Challenges in Current Architecture
Lack of Domain Knowledge in Data Platform Team
Typically, Data Engineers focus on just bringing the data from whatever Data Sources and working with the BI & Analytics Team and understanding their Usage Patterns and defining the Data Lake Structure.
However, Data Engineering doesn't have that Domain Knowledge for given datasets. Once that data reaches the Analytics Team, Data loses its context. It can happen that the Data Platform Team has created its own version of Data Sets in Data Lake or Warehouse according to their understanding.
Data Platform Team becoming Bottle Neck for Serving Data with Context
Many times it happens, Customers want to expose their data to the Analytics Team, and both Customer & Analytics teams understand the data's context. But the Engineering Team doesn't have much idea of the Data Domain. And for bringing the data into the Data Lake in reading Optimised Format becomes challenging, then traditional KT session starts between Customer, DE, and Analytics Team for designing storage for Data Lake to make data available for BI & Analytics Teams.
Lack of Ownership of DataSets in Centralized Data Platform
Traditional Data Lake Architecture uses ETL/ELT Processes to bring data into the Platform and Data Platform Teams, entirely focusing only on building those Data Lake Tables and Exposing the Datasets to the Analytics Team through some MetaStore ( or using Catalog nowadays). But the question is Who will take ownership of those datasets, which means who can guide the DownStream Teams that What that Data means and how it needs to be used.

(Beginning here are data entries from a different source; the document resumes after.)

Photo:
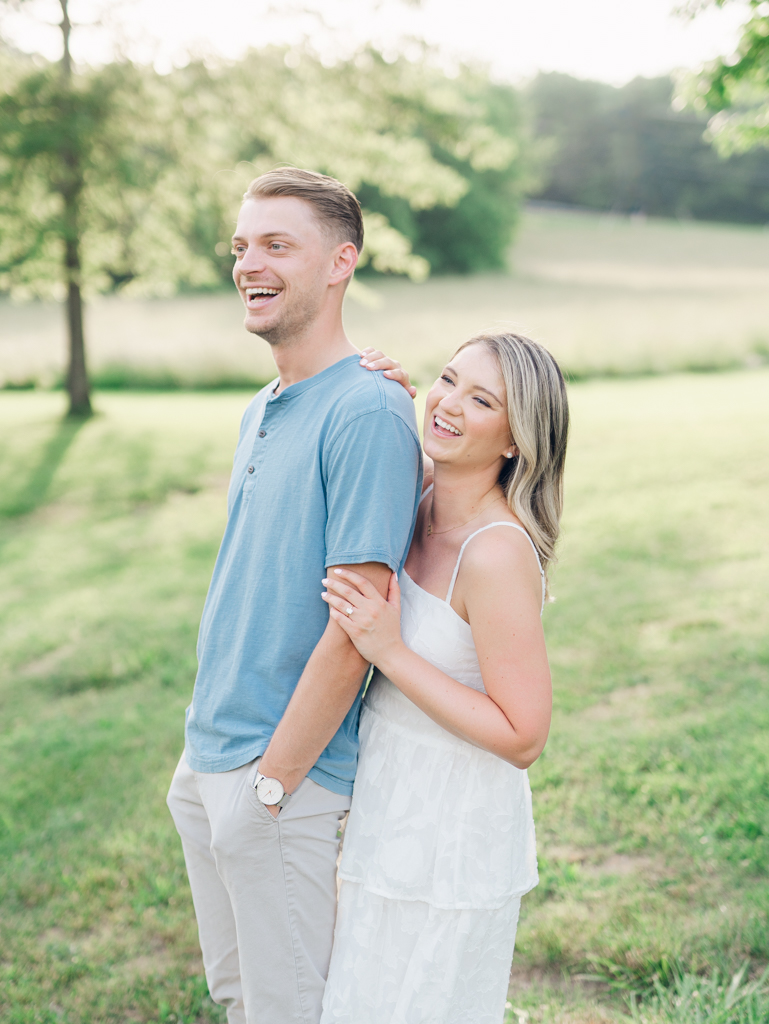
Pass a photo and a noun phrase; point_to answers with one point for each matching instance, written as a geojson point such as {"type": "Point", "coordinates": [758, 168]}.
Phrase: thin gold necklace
{"type": "Point", "coordinates": [438, 532]}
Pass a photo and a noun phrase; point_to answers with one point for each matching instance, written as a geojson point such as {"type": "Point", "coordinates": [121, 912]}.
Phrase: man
{"type": "Point", "coordinates": [327, 473]}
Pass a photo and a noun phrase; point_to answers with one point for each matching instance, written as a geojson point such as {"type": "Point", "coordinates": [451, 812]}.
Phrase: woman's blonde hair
{"type": "Point", "coordinates": [538, 414]}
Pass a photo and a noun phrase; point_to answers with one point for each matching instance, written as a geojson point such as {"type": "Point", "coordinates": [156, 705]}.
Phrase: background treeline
{"type": "Point", "coordinates": [628, 150]}
{"type": "Point", "coordinates": [154, 165]}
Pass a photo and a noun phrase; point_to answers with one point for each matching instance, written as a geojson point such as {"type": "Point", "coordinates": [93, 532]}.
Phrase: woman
{"type": "Point", "coordinates": [439, 845]}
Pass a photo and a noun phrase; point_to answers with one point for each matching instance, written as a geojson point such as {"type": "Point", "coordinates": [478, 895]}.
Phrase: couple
{"type": "Point", "coordinates": [327, 492]}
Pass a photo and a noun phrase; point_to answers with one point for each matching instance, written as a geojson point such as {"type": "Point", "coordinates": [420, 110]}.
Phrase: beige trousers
{"type": "Point", "coordinates": [263, 889]}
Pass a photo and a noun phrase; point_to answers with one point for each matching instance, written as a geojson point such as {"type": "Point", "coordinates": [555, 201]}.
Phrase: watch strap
{"type": "Point", "coordinates": [284, 799]}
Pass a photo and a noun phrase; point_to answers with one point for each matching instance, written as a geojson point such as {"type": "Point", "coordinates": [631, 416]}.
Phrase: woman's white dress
{"type": "Point", "coordinates": [438, 850]}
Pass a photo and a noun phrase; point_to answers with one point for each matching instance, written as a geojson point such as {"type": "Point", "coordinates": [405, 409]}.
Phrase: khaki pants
{"type": "Point", "coordinates": [264, 891]}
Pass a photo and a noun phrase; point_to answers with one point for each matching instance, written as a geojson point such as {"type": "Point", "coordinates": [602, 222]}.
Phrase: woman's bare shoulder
{"type": "Point", "coordinates": [501, 556]}
{"type": "Point", "coordinates": [428, 472]}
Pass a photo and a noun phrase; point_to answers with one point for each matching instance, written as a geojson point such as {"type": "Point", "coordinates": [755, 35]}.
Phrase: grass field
{"type": "Point", "coordinates": [651, 799]}
{"type": "Point", "coordinates": [609, 295]}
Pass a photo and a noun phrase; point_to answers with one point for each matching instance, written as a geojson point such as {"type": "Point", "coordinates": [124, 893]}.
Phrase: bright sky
{"type": "Point", "coordinates": [611, 40]}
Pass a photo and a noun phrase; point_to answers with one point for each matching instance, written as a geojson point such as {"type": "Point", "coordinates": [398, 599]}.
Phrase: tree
{"type": "Point", "coordinates": [737, 86]}
{"type": "Point", "coordinates": [123, 179]}
{"type": "Point", "coordinates": [630, 150]}
{"type": "Point", "coordinates": [50, 120]}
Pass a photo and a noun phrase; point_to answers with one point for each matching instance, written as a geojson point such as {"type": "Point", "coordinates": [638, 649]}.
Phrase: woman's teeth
{"type": "Point", "coordinates": [446, 426]}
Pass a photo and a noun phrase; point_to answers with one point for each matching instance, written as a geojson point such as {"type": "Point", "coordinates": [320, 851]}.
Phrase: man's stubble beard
{"type": "Point", "coordinates": [292, 326]}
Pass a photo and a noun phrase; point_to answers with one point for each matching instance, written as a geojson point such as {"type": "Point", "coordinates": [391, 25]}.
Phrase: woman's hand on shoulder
{"type": "Point", "coordinates": [372, 358]}
{"type": "Point", "coordinates": [372, 623]}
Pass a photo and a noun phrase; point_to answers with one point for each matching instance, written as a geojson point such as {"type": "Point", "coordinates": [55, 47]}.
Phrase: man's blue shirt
{"type": "Point", "coordinates": [326, 472]}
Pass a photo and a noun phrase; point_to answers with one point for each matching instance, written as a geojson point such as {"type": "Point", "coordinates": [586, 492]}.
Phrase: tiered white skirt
{"type": "Point", "coordinates": [438, 850]}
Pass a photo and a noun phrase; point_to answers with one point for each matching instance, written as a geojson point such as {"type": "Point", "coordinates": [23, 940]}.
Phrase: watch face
{"type": "Point", "coordinates": [269, 791]}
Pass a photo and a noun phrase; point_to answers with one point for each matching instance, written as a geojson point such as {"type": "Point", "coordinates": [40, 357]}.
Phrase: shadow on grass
{"type": "Point", "coordinates": [34, 489]}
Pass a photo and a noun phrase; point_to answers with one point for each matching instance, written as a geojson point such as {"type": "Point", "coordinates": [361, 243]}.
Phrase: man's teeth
{"type": "Point", "coordinates": [447, 426]}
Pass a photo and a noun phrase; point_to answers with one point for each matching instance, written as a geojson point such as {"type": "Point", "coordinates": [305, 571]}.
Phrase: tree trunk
{"type": "Point", "coordinates": [77, 375]}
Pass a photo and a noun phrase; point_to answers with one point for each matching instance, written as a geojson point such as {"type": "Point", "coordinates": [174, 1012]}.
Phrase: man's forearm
{"type": "Point", "coordinates": [324, 694]}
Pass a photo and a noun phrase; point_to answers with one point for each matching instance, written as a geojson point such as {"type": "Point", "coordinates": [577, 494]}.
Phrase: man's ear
{"type": "Point", "coordinates": [345, 261]}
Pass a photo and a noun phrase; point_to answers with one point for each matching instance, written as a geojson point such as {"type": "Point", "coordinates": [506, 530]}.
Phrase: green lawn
{"type": "Point", "coordinates": [651, 799]}
{"type": "Point", "coordinates": [608, 295]}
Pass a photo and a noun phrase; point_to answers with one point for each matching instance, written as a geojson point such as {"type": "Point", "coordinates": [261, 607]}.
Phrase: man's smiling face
{"type": "Point", "coordinates": [284, 258]}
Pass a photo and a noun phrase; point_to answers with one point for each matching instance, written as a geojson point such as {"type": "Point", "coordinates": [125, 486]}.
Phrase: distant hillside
{"type": "Point", "coordinates": [626, 150]}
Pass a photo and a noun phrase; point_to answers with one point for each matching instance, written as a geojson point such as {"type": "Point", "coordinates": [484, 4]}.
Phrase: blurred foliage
{"type": "Point", "coordinates": [629, 150]}
{"type": "Point", "coordinates": [437, 161]}
{"type": "Point", "coordinates": [736, 86]}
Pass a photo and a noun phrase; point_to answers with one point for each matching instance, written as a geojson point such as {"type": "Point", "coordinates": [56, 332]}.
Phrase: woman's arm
{"type": "Point", "coordinates": [503, 595]}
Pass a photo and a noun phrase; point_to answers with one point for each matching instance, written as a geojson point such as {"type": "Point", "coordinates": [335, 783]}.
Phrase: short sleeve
{"type": "Point", "coordinates": [373, 475]}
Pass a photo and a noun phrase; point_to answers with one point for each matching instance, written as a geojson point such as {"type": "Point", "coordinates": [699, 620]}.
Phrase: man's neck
{"type": "Point", "coordinates": [310, 354]}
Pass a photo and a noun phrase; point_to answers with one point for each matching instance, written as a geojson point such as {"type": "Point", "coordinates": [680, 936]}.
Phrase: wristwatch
{"type": "Point", "coordinates": [269, 791]}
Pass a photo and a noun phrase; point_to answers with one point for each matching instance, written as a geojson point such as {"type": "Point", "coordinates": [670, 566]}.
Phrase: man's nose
{"type": "Point", "coordinates": [253, 261]}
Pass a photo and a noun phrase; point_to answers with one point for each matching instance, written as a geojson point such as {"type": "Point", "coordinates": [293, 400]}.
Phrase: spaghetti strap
{"type": "Point", "coordinates": [488, 526]}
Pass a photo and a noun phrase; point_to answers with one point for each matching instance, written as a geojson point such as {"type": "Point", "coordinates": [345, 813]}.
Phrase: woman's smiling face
{"type": "Point", "coordinates": [466, 412]}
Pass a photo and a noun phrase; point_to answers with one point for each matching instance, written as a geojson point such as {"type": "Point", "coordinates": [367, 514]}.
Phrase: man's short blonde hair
{"type": "Point", "coordinates": [336, 207]}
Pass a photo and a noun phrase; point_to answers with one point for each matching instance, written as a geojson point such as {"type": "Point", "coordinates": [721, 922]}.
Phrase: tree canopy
{"type": "Point", "coordinates": [630, 148]}
{"type": "Point", "coordinates": [736, 86]}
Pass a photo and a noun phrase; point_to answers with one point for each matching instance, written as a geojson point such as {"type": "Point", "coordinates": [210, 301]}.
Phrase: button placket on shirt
{"type": "Point", "coordinates": [257, 452]}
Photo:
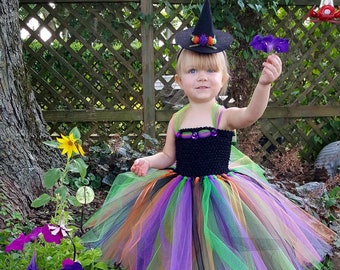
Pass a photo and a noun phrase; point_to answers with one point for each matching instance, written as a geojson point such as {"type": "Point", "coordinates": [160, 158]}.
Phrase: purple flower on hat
{"type": "Point", "coordinates": [270, 43]}
{"type": "Point", "coordinates": [33, 263]}
{"type": "Point", "coordinates": [203, 40]}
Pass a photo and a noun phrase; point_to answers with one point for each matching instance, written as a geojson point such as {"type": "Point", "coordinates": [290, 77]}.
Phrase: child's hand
{"type": "Point", "coordinates": [140, 167]}
{"type": "Point", "coordinates": [272, 69]}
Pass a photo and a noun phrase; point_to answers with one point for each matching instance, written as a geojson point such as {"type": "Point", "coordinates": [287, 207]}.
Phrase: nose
{"type": "Point", "coordinates": [201, 75]}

Lack of Domain-Driven Data Quality
Nowadays, many Data Quality Tools and Frameworks can help us profile our data and understand their quality. But this isn't enough for the Analytics Team because, along with Basic Data Quality Metrics, they have many Domain-Specific different aspects of defining Data Quality.
Adopt or not to Adopt Data Mesh?
The adoption of the Data mesh is dependent on the following factors in the organization.
Number of data sources
Take the data number of data sources into consideration before ramping up for the Data Mesh. How many data sources do you have in the organizations.
Team size
What is the size of the team? Size of the data scientists, Data Engineering team.
Data Domain Quantity
How many products the company owns. Do other team marketing or sales teams rely on the data to decide on it?
Bottleneck
Its data engineering team is a bottleneck in implementing any new product.
A Fundamental Shift
To move from traditional data architecture to data mesh need to consider some fundamental shifts.
FROM |
TO |
Centralized ownership |
Decentralized ownership |
Pipelines as a first-class concern |
Domain data as a first-class concern |
Data as by-product |
Data as Product |
Solid Data Engineering Team |
Cross-Functional Domain data teams |
Centralized data lake |
An Ecosystem of data products |
Typical Data Lake Architecture
Almost Every Data Platform company is working around the above architecture pattern. When different Enterprises reach a stage of serving customers of Different Domains, they will find their basic Team Structure & Architecture Approach principles non-scalable.
Usually, The Data Ingestion Team brings data into Data Lake. The Engineering & Analytics Team defines Standard Data Structure for LakeHouse / Warehouse and processes & transforms the data into read optimized format.
So, Generally, three teams are working across :
Data Ingestion:Dedicated Team for the integration of Customer Data Sources
Data Platform:Maintains Data Platform including Data Lake, Warehouse, Marts, Governance, Catalog
Analytics Team:Responsible for deciding based on Data, i.e., Business Intelligence & Data Science Team
Conclusion
Data meshes address the shortcomings of data lakes by giving data owners more autonomy and flexibility, allowing for more data experimentation and innovation, and reducing the burden on data teams to meet the needs of every data consumer through a single pipeline.